Certes, il est des régions, comme la Suisse alémanique, où l’on est beaucoup strict avec les traditions. Rien ne sert dès lors d’insister. Mieux vaut tenter de trouver un arrangement: à quel moment est-il possible de monter dans le clocher et profiter d’un plénum sans déranger les paroissiens ? Se montrer conciliant contribue généralement à briser la glace. Il n’est dès lors pas rare de se voir proposer de sonner toutes les cloches, en lieu et place de la sonnerie partielle initialement prévue. Parmi les situations loufoques qu’il m’a été donné de vivre, il y a sans nul doute l’enregistrement de la sonnerie de l’église paroissiale de Beromünster (CH-LU), où l’accès au clocher se fait par une petite porte dissimulée dans le lambris sur le côté nord de la nef.

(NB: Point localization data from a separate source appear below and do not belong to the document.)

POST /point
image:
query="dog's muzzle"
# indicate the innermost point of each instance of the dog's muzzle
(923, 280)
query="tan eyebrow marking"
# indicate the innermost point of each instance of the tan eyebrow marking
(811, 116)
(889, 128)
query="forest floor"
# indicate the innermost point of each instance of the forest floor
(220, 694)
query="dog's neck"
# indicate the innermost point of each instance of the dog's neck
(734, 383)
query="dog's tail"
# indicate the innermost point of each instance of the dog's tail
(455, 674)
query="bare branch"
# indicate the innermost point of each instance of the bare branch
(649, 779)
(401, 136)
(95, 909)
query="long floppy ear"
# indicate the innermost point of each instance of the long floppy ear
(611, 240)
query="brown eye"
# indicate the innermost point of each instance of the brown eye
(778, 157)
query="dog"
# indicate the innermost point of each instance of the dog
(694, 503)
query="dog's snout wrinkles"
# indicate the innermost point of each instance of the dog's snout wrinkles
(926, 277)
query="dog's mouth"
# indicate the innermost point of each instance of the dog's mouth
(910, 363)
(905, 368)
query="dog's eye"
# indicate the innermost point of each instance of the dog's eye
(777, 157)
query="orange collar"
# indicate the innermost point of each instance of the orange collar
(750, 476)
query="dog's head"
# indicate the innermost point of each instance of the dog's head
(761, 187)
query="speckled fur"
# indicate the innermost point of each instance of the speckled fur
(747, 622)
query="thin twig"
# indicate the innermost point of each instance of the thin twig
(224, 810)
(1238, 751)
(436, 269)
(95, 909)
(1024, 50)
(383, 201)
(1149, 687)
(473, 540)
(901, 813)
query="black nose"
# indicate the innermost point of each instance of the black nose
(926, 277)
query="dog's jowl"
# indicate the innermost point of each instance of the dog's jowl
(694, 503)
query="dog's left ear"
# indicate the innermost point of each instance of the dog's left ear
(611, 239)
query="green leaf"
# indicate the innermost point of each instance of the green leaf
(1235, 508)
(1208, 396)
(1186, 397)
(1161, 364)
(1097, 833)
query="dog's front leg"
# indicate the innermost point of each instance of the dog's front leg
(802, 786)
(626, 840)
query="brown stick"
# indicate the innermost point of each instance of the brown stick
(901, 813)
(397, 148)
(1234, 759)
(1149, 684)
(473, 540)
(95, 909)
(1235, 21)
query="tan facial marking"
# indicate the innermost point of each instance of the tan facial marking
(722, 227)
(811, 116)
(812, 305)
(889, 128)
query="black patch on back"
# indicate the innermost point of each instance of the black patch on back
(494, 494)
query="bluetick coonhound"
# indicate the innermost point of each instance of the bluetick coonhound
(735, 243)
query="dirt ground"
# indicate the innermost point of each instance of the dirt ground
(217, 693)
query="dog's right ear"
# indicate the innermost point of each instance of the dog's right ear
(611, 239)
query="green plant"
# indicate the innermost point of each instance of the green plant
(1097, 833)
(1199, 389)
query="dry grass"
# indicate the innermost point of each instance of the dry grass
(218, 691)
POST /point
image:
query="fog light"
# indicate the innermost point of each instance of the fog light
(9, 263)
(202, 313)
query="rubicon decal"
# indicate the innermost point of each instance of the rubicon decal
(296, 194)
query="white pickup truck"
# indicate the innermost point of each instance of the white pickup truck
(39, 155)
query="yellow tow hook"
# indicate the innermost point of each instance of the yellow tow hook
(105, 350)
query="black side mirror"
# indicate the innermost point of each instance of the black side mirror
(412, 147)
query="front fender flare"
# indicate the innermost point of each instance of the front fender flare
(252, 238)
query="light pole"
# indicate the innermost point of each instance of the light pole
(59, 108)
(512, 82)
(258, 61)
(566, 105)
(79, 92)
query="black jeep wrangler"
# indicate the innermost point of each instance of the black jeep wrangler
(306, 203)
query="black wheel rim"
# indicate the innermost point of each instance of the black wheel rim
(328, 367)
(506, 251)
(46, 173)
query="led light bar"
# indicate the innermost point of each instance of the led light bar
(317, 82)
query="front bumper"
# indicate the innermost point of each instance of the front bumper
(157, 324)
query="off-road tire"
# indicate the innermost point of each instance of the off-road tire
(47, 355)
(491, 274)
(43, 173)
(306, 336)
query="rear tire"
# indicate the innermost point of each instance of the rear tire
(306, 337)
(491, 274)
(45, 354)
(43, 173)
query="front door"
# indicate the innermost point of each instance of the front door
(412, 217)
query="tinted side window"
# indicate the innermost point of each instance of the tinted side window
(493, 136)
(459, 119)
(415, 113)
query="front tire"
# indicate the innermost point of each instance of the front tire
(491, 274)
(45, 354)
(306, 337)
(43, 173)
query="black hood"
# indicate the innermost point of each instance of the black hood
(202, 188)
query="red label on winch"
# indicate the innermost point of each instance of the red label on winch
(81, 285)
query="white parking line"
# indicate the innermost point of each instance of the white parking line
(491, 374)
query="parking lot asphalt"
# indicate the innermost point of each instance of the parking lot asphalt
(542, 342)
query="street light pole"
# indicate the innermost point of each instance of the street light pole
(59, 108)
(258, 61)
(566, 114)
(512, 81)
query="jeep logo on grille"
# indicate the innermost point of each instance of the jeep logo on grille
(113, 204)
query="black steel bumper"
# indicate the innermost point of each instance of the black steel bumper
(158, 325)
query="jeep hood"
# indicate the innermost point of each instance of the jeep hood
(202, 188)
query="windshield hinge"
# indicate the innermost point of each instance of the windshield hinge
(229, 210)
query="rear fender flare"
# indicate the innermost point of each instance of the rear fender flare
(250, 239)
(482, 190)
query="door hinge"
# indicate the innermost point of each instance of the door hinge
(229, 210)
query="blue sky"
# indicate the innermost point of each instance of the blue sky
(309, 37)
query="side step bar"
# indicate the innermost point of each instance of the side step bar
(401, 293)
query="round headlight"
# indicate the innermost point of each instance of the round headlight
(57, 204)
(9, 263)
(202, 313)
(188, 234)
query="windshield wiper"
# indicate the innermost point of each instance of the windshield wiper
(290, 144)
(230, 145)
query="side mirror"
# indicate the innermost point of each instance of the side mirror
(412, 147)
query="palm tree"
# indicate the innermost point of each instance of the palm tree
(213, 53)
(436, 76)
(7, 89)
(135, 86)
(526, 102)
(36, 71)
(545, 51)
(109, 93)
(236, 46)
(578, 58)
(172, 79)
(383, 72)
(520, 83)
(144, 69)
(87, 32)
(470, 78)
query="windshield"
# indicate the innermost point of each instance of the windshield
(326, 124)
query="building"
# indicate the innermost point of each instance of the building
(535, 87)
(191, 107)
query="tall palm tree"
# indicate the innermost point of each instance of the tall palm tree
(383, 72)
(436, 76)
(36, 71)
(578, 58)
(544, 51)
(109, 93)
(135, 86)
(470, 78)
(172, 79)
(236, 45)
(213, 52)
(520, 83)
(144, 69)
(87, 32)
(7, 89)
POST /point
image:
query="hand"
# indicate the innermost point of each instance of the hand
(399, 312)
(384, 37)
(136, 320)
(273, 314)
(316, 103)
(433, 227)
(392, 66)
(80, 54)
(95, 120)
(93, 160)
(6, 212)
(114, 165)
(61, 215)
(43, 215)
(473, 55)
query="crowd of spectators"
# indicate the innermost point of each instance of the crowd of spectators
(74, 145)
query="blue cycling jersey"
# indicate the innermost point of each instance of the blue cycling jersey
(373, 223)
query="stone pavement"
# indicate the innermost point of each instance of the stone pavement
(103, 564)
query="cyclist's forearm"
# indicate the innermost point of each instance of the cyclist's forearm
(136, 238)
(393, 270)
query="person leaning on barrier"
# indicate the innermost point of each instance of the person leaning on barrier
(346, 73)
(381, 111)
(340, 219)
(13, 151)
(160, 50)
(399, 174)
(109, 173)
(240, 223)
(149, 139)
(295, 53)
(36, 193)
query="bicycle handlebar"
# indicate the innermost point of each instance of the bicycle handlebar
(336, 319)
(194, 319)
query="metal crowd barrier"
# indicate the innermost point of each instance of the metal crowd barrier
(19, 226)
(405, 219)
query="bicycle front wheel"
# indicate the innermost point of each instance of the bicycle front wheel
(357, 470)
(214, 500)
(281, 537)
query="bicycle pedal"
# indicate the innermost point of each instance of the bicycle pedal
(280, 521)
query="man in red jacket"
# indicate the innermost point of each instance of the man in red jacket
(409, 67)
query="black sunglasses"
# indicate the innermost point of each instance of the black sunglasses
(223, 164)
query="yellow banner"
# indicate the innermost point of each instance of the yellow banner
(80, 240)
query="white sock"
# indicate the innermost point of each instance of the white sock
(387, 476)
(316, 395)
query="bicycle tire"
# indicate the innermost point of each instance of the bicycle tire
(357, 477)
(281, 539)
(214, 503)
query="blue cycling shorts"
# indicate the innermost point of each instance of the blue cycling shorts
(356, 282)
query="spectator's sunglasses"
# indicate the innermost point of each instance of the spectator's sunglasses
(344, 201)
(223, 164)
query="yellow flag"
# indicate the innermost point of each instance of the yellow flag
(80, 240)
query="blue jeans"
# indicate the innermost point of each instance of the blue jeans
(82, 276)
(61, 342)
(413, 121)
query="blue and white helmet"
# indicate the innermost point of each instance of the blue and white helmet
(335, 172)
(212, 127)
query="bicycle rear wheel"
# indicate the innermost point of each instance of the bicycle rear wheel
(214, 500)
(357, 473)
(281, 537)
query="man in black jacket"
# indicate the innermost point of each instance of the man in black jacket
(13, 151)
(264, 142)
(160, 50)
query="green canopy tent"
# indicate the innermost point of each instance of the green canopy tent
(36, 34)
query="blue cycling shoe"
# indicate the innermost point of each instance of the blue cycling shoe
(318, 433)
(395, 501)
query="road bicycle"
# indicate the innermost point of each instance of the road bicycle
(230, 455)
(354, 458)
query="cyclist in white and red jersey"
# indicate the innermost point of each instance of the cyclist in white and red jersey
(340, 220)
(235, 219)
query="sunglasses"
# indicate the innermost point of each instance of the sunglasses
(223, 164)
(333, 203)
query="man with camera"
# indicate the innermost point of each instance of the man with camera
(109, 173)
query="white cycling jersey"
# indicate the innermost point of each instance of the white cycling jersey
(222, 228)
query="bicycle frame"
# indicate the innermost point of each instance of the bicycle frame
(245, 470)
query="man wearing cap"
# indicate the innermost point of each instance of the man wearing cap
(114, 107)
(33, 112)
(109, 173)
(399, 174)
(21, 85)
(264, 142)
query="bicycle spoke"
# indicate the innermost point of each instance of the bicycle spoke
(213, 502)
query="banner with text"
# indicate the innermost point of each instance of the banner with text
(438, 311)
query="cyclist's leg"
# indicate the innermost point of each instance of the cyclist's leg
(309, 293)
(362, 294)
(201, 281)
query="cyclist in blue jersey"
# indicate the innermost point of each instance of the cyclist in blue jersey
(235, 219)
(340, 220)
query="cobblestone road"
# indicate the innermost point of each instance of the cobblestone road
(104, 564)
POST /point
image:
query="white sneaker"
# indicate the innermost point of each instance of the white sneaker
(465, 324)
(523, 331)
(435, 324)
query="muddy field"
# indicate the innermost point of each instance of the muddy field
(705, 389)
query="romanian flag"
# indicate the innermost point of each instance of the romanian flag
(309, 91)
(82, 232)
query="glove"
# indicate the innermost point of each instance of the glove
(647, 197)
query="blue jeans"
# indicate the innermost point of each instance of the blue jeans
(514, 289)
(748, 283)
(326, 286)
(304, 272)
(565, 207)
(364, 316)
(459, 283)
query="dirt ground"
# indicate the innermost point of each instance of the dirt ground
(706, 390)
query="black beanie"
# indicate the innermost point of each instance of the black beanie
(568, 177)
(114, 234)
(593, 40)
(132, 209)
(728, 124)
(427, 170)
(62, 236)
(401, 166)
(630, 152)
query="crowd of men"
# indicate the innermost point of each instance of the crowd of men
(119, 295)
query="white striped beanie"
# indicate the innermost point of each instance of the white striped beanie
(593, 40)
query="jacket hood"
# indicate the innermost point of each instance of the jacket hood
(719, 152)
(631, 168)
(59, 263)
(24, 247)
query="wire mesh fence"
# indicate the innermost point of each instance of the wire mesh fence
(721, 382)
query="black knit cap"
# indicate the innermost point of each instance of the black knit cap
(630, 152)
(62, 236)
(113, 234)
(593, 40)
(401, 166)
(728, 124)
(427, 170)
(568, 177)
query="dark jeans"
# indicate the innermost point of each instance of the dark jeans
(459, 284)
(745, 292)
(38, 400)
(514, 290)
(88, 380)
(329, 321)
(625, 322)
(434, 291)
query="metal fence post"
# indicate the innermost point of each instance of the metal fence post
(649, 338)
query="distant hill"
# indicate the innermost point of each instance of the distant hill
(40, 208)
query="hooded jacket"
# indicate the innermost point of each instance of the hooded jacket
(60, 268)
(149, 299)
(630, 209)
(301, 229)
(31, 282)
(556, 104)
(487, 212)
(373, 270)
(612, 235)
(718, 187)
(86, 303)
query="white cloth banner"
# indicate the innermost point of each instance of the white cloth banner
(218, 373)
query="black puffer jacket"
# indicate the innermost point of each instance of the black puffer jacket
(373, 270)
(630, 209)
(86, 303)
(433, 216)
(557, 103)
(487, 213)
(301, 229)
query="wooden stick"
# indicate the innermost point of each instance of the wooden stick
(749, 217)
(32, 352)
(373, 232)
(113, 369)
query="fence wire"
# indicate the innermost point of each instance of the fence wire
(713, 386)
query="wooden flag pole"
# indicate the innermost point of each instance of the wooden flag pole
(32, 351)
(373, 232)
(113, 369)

Etant donné que mes camarades campanaires et moi-même étions attendus pour une autre sonnerie après celle-ci, nous ne pouvions nous permettre de demeurer dans le clocher jusqu’à l’issue de la messe. « Vous n’aurez qu’à sortir discrètement », nous a suggéré l’aimable sacristine. Nous avons donc attendu que l’orgue et les fidèles se soient lancés dans un magnifique cantique, avec la ferveur qui caractérise si bien ces habitants pieux de la Suisse centrale, pour pousser la porte le plus silencieusement possible. Ce qui n’a pas empêché celle-ci – retenue par un bouton-pression – de s’ouvrir avec fracas. Et les fidèles de nous dévisager avec courroux, et nous autres de nous éclipser la tête basse, nous disant tout bas que ce n’est pas sur ce coup-là que nous gagnerions notre place au paradis !

Aussi étonnant que cela puisse paraître, ce n’est pas dans cette Suisse d’habitude si stricte que l’accès aux clochers est le plus ardu. Les démarches que j’ai eu à entreprendre en France m’ont semblé être à maintes reprises être un vrai parcours du combattant. Tout d’abord parce que la mairie et le presbytère aiment se renvoyer la balle, chacun arguant que l’autorisation est du ressort de l’autre partie. Et quand enfin vous trouvez interlocuteur, celui-ci fait valoir sa crainte quand aux mille et un dangers qui vous attendent tout là-haut. Les escaliers sont raides, il manque des marches, le plancher peut céder à tout instant… que n’ai-je point entendu ! L’argument suprême étant celui des antennes GSM, capables de griller les neurones de tout imprudent qui s’en approcherait. Si vous saviez (et là, j’ouvre une parenthèse) le nombre de fois que j’ai pu filmer et photographier des cloches, le dos appuyé contre une antenne de téléphonie mobile. Les plus vilains diront que cela explique bien des choses dans mon comportement sujet parfois à de nombreuses questions de la part personnes qui ont le malheur de me fréquenter (nous refermerons là cette parenthèse avant de nous fâcher).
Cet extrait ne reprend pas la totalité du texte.